En carta a El Espectador (9-09), don Alberto Ruiz discrepa de columna anterior de la suscrita que señala coincidencias entre los regímenes de Hitler y Älvaro Uribe. “Aunque los regímenes populistas suelen invocar al pueblo –dice- no creo que sea conveniente homogenizar las épocas y los países en función de estas características”. Razón poderosa que previene contra los abusos de la analogía pero que, a la luz del escrito de marras, entraña un malentendido. Precisamente se salvan allí proporciones y modos que impiden fundir a los dos personajes en uno: Hitler sería genio del mal mientras Uribe calificaría apenas como aprendiz de caudillo tropical. Pero ambos se desprenderían de un mismo orden de cosas, pues una matriz común hermana a autocracias que cobijan desde el totalitarismo hasta dictaduras de blanda máscara democrática.
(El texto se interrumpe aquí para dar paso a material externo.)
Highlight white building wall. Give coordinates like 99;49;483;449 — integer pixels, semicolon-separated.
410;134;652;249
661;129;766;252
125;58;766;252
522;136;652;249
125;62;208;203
Y el núcleo de esta matriz es una paradoja: la soberanía popular –germen de la democracia-, lejos de encarnar la voluntad del pueblo, se trueca a veces en medio al servicio de un tirano.
El nazismo y su parentela explotaron a favor de la arbitrariedad la semilla totalitaria que la democracia incubaba en su seno, si bien las sociedades modernas habían ideado normas capaces de contrarrestar aquella tendencia disolvente. Hitler cooptó a Carl Schmitt, para quien la democracia sería compatible con la dictadura plebiscitaria, con el bolchevismo y el fascismo. Si la democracia era apenas un método para validar la voluntad general mediante la regla de la mayoría, terminaría por servir a cualquier amo: bien podría el mismo pueblo decidir por mayoría la supresión de la democracia. Añadió Schmitt que el pueblo es masa, que ésta sólo adquiere entidad política por adherencia a un líder y confrontación con el enemigo que éste le señale.
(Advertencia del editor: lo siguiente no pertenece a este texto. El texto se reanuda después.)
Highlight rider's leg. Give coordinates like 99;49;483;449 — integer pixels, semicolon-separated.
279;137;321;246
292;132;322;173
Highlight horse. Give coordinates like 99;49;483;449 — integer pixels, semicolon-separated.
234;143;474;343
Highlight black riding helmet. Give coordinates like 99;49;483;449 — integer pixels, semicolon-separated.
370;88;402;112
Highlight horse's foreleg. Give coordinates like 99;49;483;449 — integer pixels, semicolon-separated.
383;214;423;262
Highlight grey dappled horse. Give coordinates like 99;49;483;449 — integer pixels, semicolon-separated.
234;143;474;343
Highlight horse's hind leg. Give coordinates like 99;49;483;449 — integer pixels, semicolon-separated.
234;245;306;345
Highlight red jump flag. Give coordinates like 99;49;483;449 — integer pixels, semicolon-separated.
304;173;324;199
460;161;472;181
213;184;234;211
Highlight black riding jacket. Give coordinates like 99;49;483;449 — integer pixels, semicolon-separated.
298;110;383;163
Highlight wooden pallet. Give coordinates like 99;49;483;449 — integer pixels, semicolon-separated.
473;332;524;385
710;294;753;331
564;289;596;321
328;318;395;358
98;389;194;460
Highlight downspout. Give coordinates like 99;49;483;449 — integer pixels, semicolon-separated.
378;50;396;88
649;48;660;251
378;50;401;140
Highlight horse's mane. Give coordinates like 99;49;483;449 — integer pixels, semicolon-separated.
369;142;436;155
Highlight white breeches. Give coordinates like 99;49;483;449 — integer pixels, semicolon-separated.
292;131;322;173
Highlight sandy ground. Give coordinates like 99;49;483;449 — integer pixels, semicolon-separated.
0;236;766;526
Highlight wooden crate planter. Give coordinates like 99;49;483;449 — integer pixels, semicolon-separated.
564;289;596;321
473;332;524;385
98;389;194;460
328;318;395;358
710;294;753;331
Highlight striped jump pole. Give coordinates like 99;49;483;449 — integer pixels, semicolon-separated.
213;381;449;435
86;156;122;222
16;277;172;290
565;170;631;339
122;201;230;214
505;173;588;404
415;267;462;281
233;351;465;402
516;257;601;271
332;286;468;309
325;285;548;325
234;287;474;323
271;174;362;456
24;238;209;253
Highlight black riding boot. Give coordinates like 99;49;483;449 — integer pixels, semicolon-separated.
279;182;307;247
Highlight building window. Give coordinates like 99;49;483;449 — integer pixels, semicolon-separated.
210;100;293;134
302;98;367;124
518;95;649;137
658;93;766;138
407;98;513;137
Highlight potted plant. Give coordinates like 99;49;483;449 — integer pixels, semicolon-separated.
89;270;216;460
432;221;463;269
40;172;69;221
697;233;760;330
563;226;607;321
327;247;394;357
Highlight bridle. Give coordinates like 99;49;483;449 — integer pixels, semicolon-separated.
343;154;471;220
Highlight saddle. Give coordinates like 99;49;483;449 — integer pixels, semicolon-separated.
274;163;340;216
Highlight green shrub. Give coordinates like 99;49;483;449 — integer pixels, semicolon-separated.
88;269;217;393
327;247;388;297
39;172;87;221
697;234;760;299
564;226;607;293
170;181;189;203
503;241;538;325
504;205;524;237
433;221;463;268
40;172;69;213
Hitler llevó esta teoría hasta sus últimas consecuencias. Transformó en demonio al adversario, y lo extirpó. Negó el pluralismo y la capacidad de la democracia para resolver los conflictos por el camino de las instituciones. Burló la ley y acompasó a las mayorías alrededor de su carisma. A base de violencia y propaganda se erigió en salvador de un pueblo homogenizado en el sentimiento de la derrota tras la Primera Guerra. Bloqueada su capacidad de reacción por el pánico a enemigos creados o magnificados – Los judíos, el liberalismo, el socialismo-, fascinada en la revancha que Hitler le ofrecía, la mayoría hincó la rodilla y no vio el humo de carne humana que expelían los hornos crematorios.
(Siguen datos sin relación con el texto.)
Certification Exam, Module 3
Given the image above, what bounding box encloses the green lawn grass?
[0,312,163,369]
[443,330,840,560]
La democracia plebiscitaria ha vuelto, más potenciada ahora por los desarrollos de la radio y la televisión. Y, entre nosotros, también por la impotencia de una sociedad descoyuntada por la ética del sálvese quien pueda, con motosierra o sin ella, sin partidos capaces de emular la voracidad de un hombre y su “partido” que todo lo absorbe y lo domina. A grandes zancadas va desafiando los últimos baluartes de la democracia. La civilidad institucional involuciona aquí hacia la era de los caudillos militares que sólo saben de guerra. De guerra sucia.
El proyecto de raparle a la Corte Suprema la facultad de juzgar a los políticos amigos de los delincuentes que ayudaron a elegir y reelegir a Uribe sólo cabe como tropelía de quien manipula mayorías que ya no ven. No ven los miles de muertos que los aliados del uribato llevan a cuestas. Se quiere doblegar a la justicia y avanzar hacia la protección del crimen. Entre tanto, Uribe dizque señalará a los corruptos frente a las cámaras de TV, en espectáculo de democracia justiciera para deleite de las mayorías. Pero sin los amigos en el banquillo. Y sin jueces.